Yes, that’s the Congo all right. If it’s true (which seems highly probable), things are worse than I suspected. Still, I’m wary of crying wolf. If I call for a plane, I will be ordered to leave.
“There’s nothing between Coq and Ingende,” Herman continues. “And the gendarmerie can’t hold the ferry while it remains in Coq.” We are silent for a moment. “The women and children must be gotten out,” he says. Cabiaux and I nod. “Could you ask your embassy for one of the big planes to come and take them out?”
“When? Tomorrow? The day after?” I look at Cabiaux.
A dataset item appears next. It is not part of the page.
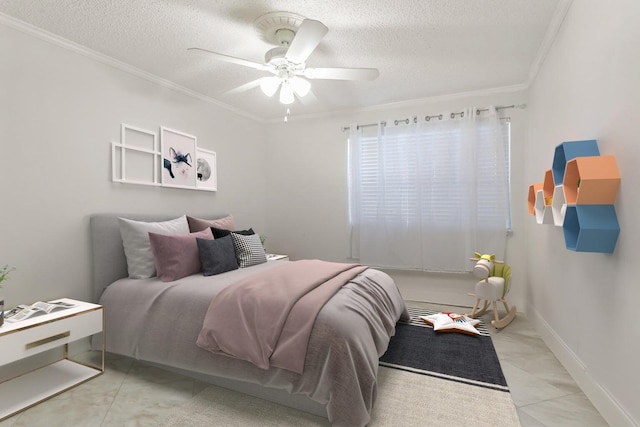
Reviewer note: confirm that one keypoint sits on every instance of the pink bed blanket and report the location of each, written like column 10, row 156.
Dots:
column 267, row 318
“The rebels could be here tomorrow,” grumbles Herman.
“How many are there: women and children?”
“Two hundred.”
Cabiaux nods.
“How many Europeans all together?”
“Maybe five hundred.”
“How many men will want to leave?”
Herman assumes a speculative expression. “Probably most of the Belgian Technical Assistance.” He names several men. Cabiaux questions one of them. “Oui, oui, he told me he intended to go,” Herman replies hastily. Then after a pause: “Me – I don’t know – I will probably go, too.”
“I’ll send a message,” I promise. When I walk them to the door Herman looks relieved and Cabiaux noncommittal. “I’m here without a transmitter,” I say. Poor Herman looks sick at this news. “I’ll go through the UN. We’ve sent messages that way before.”
A strange approximation of English is squawking out of the KWM-2 receiver when I arrive across the street at the UN. Herman might be disappointed at the message I carry in my hand. It informs the Embassy that a growing number of foreign nationals is getting ready to evacuate, that the military situation seems to be worsening, that C-130s may be needed tomorrow or the next day.
The receiver is squawking in vain. The office is empty. I throw a hip over a desk corner to wait, glad I don’t regularly have to decipher messages through the blur of static and accents.
When he returns, Mr. Rishi and I greet each other in shouts. He gestures against the noise and we laugh, sharing a mutual confusion about radio. His total unconcern about The Situation is reassuring. “If Rishi is so calm,” one keeps asking himself, “why am I so excited? Am I panicky? Or is he misinformed?” He agrees to send the message. I head out to have dinner with Jules.